主に自分の心を見透かされるなんて、忍失格もいいとこだ。
「申し訳ございません…」
「謝らないでくれ。むしろ、ワシとしては約束していたことを覚えていてくれただけで、感謝したいぐらいだ。」
「ですが、」
「いいんだ。」
いいんだ。とまるで幼い子供に言い聞かせるように繰り返す。
「柚木。」
「はい。」
「平和な天下を造る。それがワシの夢だ。」
「…家康様らしいです。」
「だろう?」
もしワシがこの夢を叶えることができたなら…、とあの時と同じように言葉を紡ぐ。
「好きだ、柚木。

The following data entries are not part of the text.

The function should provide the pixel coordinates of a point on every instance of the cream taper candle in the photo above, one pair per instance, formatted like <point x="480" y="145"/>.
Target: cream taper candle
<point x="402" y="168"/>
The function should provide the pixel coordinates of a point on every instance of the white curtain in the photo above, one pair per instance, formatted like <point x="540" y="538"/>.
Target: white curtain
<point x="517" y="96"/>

」
「…っ」
その後に続くはずだった言葉はあの時とは違った。
覚えていないはずなのにどうしてわかるんだ。
なんて言われたら答えようはないが…忍の勘、とでも言っておこうか。
「ワシと結婚してください。」
ああ、なんて滑稽な光景だ。
「家康様。私は忍で…」
「おっと、その台詞は聞かんぞ?」
そう言って家康様は私の腕をぐっと引っ張り、胸元に顔を埋めるように抱きしめた。
冷静な顔色とは裏腹に、心臓は早鐘のように鼓動の音を響かせている。
はたしてこれはどちらの心音なのだろうか。
「約束は守ってもらおう。」
「…忍びは裏切りますよ?」
「構わん。ワシが柚木を好きなことに変わりはないからな。」
嬉しい、というかなんというか。
恥ずかしくて、もどかしくて、心臓が押し潰されそうな感覚に包まれて。
「…あつい、です。」
「ハハ、ワシの体温かな。」
返事するのは少し、シャクなので。
返事の変わりに家康様の背中に腕をまわし、ギュッと抱きかえした。